Бадма говорил, что буряты делили мир на три составляющие: верхний, средний и низший. И время у них было тоже разделено: прошедшее, настоящее и будущее. «В каком же времени пребываем мы? — размышлял я, поглядывая на говорливую старушку. — Действительно, чудны дела Твои, Господи! Рокоссовский, Кутузов, бабушка Фая, которая работала в Орлике и которая знала Торбеевых, Шнелле, мою бывшую жену. Время будто спрессовалось. С одного конца — Чингисхан, Батый, с другой — Мюрат, Рокоссовский. Какие сценарии придумывает жизнь! Точно здесь, в этом дворе, в этом месте, кто-то специально расставил декорации для исторических персонажей. Уже нет того государства и многих из тех людей, которые отдавали жизнь за нашу страну, которые ночевали здесь, просыпались, выходили во двор, пели песни. И здесь, в ближайшем огороде, монастыре, рвались бомбы. А после сюда же прибегала маленькая Саяна. Непостижимо!»
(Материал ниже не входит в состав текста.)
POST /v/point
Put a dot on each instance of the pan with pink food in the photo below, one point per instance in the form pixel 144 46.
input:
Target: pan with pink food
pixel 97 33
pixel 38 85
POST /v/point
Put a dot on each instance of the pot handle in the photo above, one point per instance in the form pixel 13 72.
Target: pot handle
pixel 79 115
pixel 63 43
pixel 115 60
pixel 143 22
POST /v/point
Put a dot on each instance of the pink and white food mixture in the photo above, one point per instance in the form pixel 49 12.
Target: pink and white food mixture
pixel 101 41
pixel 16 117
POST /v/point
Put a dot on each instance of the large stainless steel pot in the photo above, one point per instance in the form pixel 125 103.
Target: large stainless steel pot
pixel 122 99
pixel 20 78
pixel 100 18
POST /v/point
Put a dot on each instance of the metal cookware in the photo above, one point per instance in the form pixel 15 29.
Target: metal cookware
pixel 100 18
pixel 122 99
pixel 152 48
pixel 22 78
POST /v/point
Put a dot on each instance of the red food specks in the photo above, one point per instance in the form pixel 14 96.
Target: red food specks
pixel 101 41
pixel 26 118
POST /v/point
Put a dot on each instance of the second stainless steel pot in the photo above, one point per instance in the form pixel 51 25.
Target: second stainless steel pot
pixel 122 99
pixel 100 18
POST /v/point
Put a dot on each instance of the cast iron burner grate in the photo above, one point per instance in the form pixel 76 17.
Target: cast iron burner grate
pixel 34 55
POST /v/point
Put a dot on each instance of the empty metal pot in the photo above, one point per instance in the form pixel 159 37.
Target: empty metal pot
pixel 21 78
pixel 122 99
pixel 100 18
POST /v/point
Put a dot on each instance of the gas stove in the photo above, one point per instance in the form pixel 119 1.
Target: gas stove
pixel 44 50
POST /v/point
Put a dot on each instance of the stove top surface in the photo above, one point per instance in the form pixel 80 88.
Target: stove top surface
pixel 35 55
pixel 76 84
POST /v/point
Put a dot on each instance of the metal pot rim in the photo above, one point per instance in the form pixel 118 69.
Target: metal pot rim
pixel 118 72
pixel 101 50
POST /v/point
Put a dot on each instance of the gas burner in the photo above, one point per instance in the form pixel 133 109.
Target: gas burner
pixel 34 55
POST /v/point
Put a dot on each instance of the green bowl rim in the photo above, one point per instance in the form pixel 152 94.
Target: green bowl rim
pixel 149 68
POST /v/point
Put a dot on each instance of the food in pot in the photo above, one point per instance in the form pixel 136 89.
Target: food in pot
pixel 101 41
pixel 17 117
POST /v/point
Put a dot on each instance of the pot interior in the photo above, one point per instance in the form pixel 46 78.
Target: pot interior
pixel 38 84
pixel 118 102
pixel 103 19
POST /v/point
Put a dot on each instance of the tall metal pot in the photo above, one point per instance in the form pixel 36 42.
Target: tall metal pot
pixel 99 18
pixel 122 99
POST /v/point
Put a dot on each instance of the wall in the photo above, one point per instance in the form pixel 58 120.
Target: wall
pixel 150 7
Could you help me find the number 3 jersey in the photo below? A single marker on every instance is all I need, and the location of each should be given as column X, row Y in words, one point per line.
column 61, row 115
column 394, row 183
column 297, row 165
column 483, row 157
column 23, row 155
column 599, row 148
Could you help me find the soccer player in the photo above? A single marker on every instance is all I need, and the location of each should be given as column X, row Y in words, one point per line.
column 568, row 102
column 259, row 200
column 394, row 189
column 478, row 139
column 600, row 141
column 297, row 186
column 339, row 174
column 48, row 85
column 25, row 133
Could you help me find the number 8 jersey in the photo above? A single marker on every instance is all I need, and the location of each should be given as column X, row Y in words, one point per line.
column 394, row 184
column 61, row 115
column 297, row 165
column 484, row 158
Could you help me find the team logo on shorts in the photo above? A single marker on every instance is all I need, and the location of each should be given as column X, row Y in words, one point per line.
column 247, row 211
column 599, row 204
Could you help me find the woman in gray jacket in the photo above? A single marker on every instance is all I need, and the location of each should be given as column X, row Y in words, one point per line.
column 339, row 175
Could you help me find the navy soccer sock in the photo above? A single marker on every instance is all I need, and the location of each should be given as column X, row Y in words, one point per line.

Вечером Саяна решила показать снятые ею на раскопках в Ольвии слайды. Как выяснилось, во время учёбы ей довелось каждое лето ездить туда на практику.

— В начале века в Ольвии нашли захоронение, которое отличалось от всех, что встречались прежде, — развешивая на стене белый экран, начала рассказывать Саяна. — В одном из склепов обнаружили мужчину и женщину, и выяснилось: их захоронили в одно и то же время, что было не свойственно грекам. У них не существовало скифского обычая, когда после смерти мужа жена должна была уйти из жизни сама. Греки в рот умершему клали мелкую медную монету — обол, для того чтобы Харон перевёз его душу через реку Стикс. В данном же случае у покойника во рту была одна монета, а у его спутницы — две. Археологи назвали молодых людей греческими Ромео и Джульеттой. Его имя было Евресивий, а её — Аретта.